Peu de temps après la consolidation de l’indépendance des États-Unis par la paix de 1783, l’esprit entreprenant de leurs citoyens chercha à exploiter les avantages naturels que présentaient leurs vastes domaines. Avant la guerre de la révolution, les parties habitées de la colonie de New-York ne formaient pas le dixième de son étendue. Une étroite lisière qui courait jusqu’à une distance très-peu considérable sur les deux rives de l’Hudson, une autre ceinture pareille d’environ cinquante milles de longueur sur les bords de la Mohawk, les îles de Nassau et de Staten, et un petit nombre d’établissements isolés près de quelques ruisseaux, composaient tout le territoire habité par une population qui ne s’élevait pas à deux cent mille âmes.

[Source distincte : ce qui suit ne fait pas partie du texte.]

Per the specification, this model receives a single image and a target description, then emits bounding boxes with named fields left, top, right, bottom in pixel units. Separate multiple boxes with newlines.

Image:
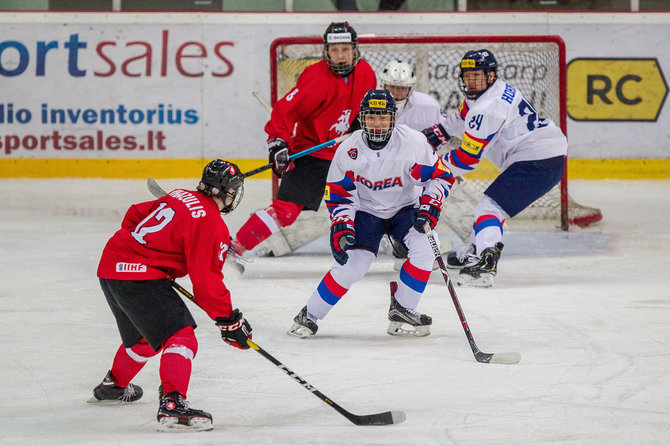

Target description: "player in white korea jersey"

left=288, top=89, right=455, bottom=338
left=422, top=49, right=567, bottom=287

Pendant le court espace de temps que nous venons d’indiquer, cette population s’est répandue sur cinq degrés de latitude et sept de longitude, et elle monte aujourd’hui à près de quinze cent mille habitants[2] qui vivent dans l’abondance, et peuvent envisager des siècles dans l’avenir, sans avoir à craindre que leur territoire devienne insuffisant pour leur postérité.

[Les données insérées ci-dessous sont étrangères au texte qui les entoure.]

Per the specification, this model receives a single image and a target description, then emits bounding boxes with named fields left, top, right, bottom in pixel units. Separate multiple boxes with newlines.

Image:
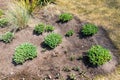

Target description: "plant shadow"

left=32, top=30, right=42, bottom=36
left=77, top=30, right=92, bottom=39
left=82, top=52, right=98, bottom=68
left=40, top=42, right=53, bottom=51
left=12, top=58, right=35, bottom=66
left=56, top=20, right=69, bottom=24
left=12, top=59, right=23, bottom=66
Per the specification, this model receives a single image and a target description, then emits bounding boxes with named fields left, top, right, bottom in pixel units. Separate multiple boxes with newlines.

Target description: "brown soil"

left=0, top=0, right=10, bottom=10
left=0, top=8, right=119, bottom=80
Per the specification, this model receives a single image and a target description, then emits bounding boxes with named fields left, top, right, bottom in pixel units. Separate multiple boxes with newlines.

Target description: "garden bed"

left=0, top=8, right=119, bottom=80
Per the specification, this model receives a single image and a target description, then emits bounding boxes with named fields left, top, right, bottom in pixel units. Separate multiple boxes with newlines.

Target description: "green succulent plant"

left=59, top=13, right=73, bottom=22
left=45, top=25, right=55, bottom=32
left=13, top=43, right=37, bottom=64
left=2, top=32, right=14, bottom=43
left=34, top=23, right=45, bottom=34
left=87, top=45, right=112, bottom=66
left=44, top=33, right=62, bottom=48
left=81, top=23, right=98, bottom=36
left=0, top=18, right=8, bottom=28
left=66, top=30, right=74, bottom=37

Notre histoire commence en 1793, environ sept ans avant la formation d’un de ces premiers établissements qui ont effectué dans la force et la situation de cet État le changement presque magique dont nous venons de parler.

On était à la fin de décembre, la soirée était froide, mais belle, et le soleil était près de se coucher, quand un sleigh[3] vint gravir lentement une des montagnes du pays dont nous venons de faire la description. Le jour avait été pur pour la saison, et l’atmosphère n’avait été chargée que de deux ou trois gros nuages que les derniers rayons du soleil, réfléchis par la masse de neige qui

  1. Ce livre a été écrit en 1823.
  2. La population de New-York est aujourd’hui (1831) de 2.000.000 d’habitants.
  3. Sleigh est le terme dont on se sert dans tous les États-Unis pour désigner un traîneau. Il est d’un usage local dans l’ouest de l’Angleterre d’où il est probablement passé en Amérique. Les Américains font une différence entre un sled ou sledge et un sleigh, le sleigh étant ferré. Les sleighs sont subdivises en sleigh à deux chevaux et slelgh à un cheval. Dans la subdivision de ces derniers on place le cutter dont le timon est arrangé de manière à ce que le cheval soit placé du côté de l’ornière ; le pung ou towpung qui est conduit avec un timon, et le gumper, grossière construction en usage temporaire dans les nouvelles contrées.
    La plupart des traîneaux d’Amérique sont élégants, quoique la mode en soit beaucoup diminuée par l’amélioration du climat, provenant du défrichement des forêts.